Certain basic sources of bias may play a role regardless of the method used to retrospectively estimate mortality in cross-sectional surveys. The first such bias is survivor bias. Retrospective collection of mortality data will produce underestimates because mortality is generally lower in households with survivors than in households where everyone has died. As described by Myatt el al, the PBH method cannot collect data on children of deceased mothers, and these children are known to have much higher risk of mortality than children of living mothers. Similarly, when estimating crude mortality using all household members as the denominator, data will not be collected from households where all members have died. As Myatt el al have pointed out, the survivor bias in the PBH method will be especially strong in populations with high maternal mortality. Similarly, for methods estimating crude mortality using the entire household as the denominator, survivor bias will be especially important in situations with very high crude mortality or where mortality is strongly clustered in households. Such clustering may occur when mortality is largely due to violent attacks on specific households.
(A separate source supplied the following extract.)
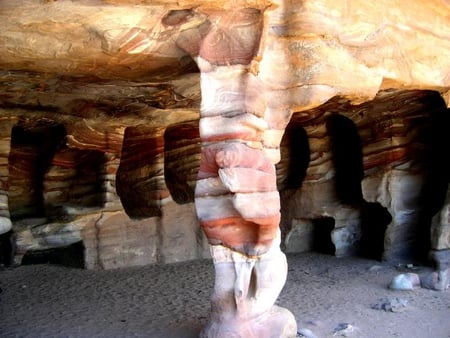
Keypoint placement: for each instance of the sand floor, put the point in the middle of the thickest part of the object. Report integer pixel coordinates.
(172, 301)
Nonetheless, such bias may be less important in situations without these conditions.

A second bias which complicates all mortality measurements is recall bias. Mothers or other adults may not accurately recall the occurrence or dates of deaths of children or other household members. Of course, if deaths are not remembered or not reported to interviewers, mortality rates will be underestimated. On the other hand, if respondents incorrectly recall deaths as occurring more recently than they actually occurred, mortality during a specific, recent recall period will be overestimated. Although mothers might be expected to recall deaths of their children better than adult household members recall the deaths of any household member, the PBH method may still be somewhat more susceptible to recall bias because it requires respondents to place births and deaths in time relative to two different points in the past (to determine if a birth occurred within the prior 5 years and if a death occurred since the beginning of the recall period).
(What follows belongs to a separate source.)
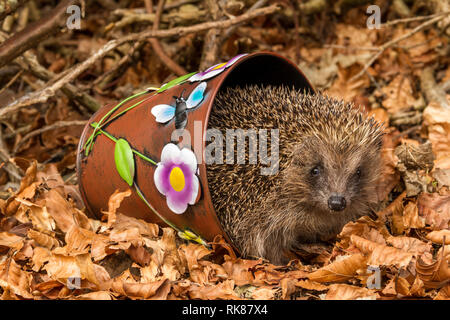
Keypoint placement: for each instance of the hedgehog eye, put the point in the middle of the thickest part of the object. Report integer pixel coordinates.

A third potential bias is misclassification bias; it can affect either the numerator or denominator of mortality rates. For example, in order to be included in the numerator or denominator of a mortality rate, a person must have been born alive, which is usually defined as having taken at least one breath after delivery. Therefore, stillbirths should not be counted as a live person nor as a death. Survey subjects reporting stillbirths as deaths will overestimate mortality. Failing to report deaths of live-born infants will underestimate mortality rates. As Myatt el al appropriately stress, interviewers must use standard case definitions when counting both living persons to be included in the denominator and deaths to be included in the numerator.
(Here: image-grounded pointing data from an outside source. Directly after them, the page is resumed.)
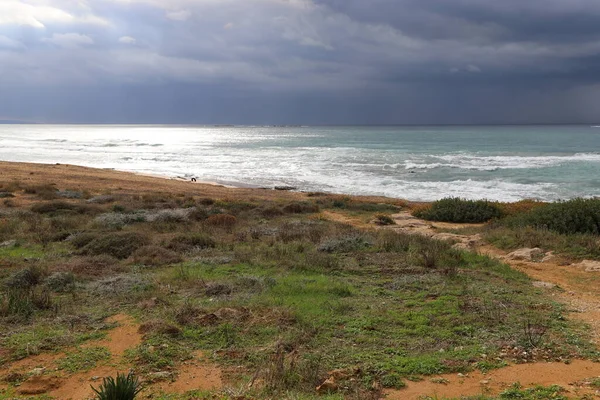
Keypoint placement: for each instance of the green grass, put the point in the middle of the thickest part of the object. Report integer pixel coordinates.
(460, 210)
(46, 338)
(283, 297)
(83, 358)
(516, 391)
Unfortunately, all methods used to gather retrospective mortality data may be subject, to some extent, to various complications of sampling, data collection, and potential bias. The relative importance of these difficulties when using the various methods of mortality estimation in cross-sectional surveys needs to be much better studied before one method can be recommended over the others. Myatt et al have begun an important discussion of these issues which should be expanded and reinforced by the empirical findings of well-conducted comparison studies.